Kışlık erişte hazırlığının göründüğü kadar kolay olmadığını söyleyen kadınlardan Türkan Doğan, kışın makarna yerine erişte tükettiklerini ve çok lezzetli olduğunu belirterek, “ Bu bizim kışlık yiyeceğimiz, yöresel eriştemiz. Sabah kalkıp hamurumuzu yaptık. Yaklaşık 3 saat kadar torbaya koyup ayaklarımızla çiğnedik. Kıvamı tam olunca getirip küçük bezeler halinde makinayla açtık. Daha sonra kesip kurutmaya bıraktık. Kuruduktan sonra hepsini kavuracağız. Kışın makarna yerine bunu yapıyoruz. Çok güzel ve lezzetli oluyor. Önce suda pişirip sonra sosunu ekleyip hazırlıyoruz. Göründüğü gibi değil çok zahmetli bir iş. Komşularla birlikte yardımlaşarak yapıyoruz. Hepsinin payını veriyoruz. Çok yorucu bir iş ama gerçekten çok lezzetli. Eskiden hamuru yoğurup bıçakla tek tek kesiyorlardı. Ama şimdi makina yardımıyla yapıyoruz.” ifadelerine yer verdi.
“Eski gelenekleri sürdürmek güzel”
Annesinin evine erişte hazırlığı için gelen Öznur Acar ise, gelenek haline gelen bu işlemi yapmaktan keyif aldığını ve erişte makinalarının çıkmasıyla birlikte işlerinin biraz daha kolaylaştığını vurgulayarak, “Her sene bu vakitlerde erişte kesiyoruz.

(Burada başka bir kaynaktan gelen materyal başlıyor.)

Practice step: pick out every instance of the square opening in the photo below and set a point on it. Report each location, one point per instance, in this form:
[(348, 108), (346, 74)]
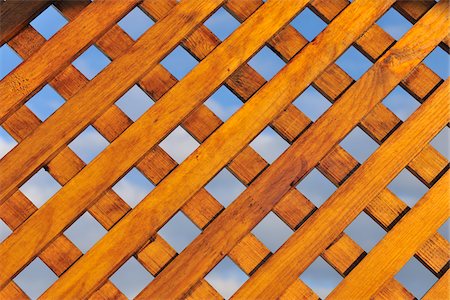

Bütün mahalle toplandık. Bugün bize yapacağız yarın tekrar bir araya gelip diğer komşulara yapacağız. Bu tür geleneksel yemekler kışın çok güzel gidiyor. Babaannem bize öğretmişti zamanında. Maya ve tuz ile hamurumuzu yapıyoruz. Biraz sert olması lazım. Bir çuvala koyuyoruz ayaklarla eziyoruz iyice. Daha sonra bıçaklarla kesip beze yapıyoruz. Ardından bezeleri açıp erişte makinasına koyuyoruz. Organik oluyor. Eskiden elle kesilirdi ama makinalar çıktı. İşimizi biraz daha kolaylaştırdı. Çok güzel bir aradayız, beraber yapıyoruz. Kışın da beraber yiyoruz. Eski gelenekleri sürdürmek güzel.” şeklinde konuştu.